An Indian with a “bay-window” stomach, a paunch, is seldom, if ever seen. Why? He has long ago learned the art, the necessity, of keeping his abdominal muscles stretched tight. His belly is always held in. The muscles across his abdomen are like steel. The result is the transverse colon is held securely in position. It has no prolapse, hence there is no paunch. If we taught ourselves, as the Indian does, to draw in the abdomen and at the same time breathe long and deep, this prolapsus would be practically impossible. Half the medicine that is sold to so-called “kidney sufferers” is sold to people whose kidneys are no more diseased than are those of the man in the moon. It is the pulling and tugging of the falling colon that causes the wearisome backache; and the lying and scoundrelous wretches who prey upon the ignorant write out their catch-penny advertisements describing these feelings, so that when the sufferer picks up their literature he is as good as entrapped for “a dozen or more bottles,” or until his money gives out.

O men and women of America, learn to walk upright, as God intended you should. Do not become “chesty” by throwing out your chest, and throwing your shoulders back at the expense of your spine, but pull in the muscles of your abdomen, fill your lungs with air, then pull your chin down and in, and you will soon have three great, grand, and glorious blessings; viz., a dignified, upright carriage; freedom from and reasonable assurance that you will never have prolapsus of the transverse colon and its attendant miseries and backache; and a lung capacity that will help you withstand the approaches of disease should you ever, in some other way, come under its malign influence.

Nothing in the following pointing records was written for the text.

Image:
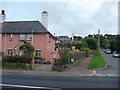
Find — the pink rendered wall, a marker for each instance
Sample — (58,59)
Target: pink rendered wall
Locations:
(0,42)
(40,42)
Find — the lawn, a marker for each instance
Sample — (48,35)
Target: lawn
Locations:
(97,61)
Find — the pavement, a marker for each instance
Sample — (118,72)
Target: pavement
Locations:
(79,69)
(46,81)
(111,68)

When I see white boys slouching and shambling along the streets I wish with a great wish that I could have them put under the training of some of my wild Indian friends. They would soon brace up; heads would be held erect, chins down, abdomen in, chest up, and with lips closed, and the pure air of the mountain, canyon, plain, desert, or forest entering their lungs through the nostrils; the whole aspect of life would begin to change. For “nothing lifts up the spirits so much as just to lift the chest up. It takes a load off the head, off the mind, off the heart. Raise your chest so high that the abdominal organs perform their functions in a proper way. When one is all doubled over, the head and spine are deprived of blood that they are entitled to. When the chest is lifted up, the abdominal organs are compressed, and the blood that has been retired from the circulation and accumulated in the liver and the stomach is forced back into the current where it belongs. The head and spinal cord get their proper supply of blood, and one feels refreshed and energized immediately.”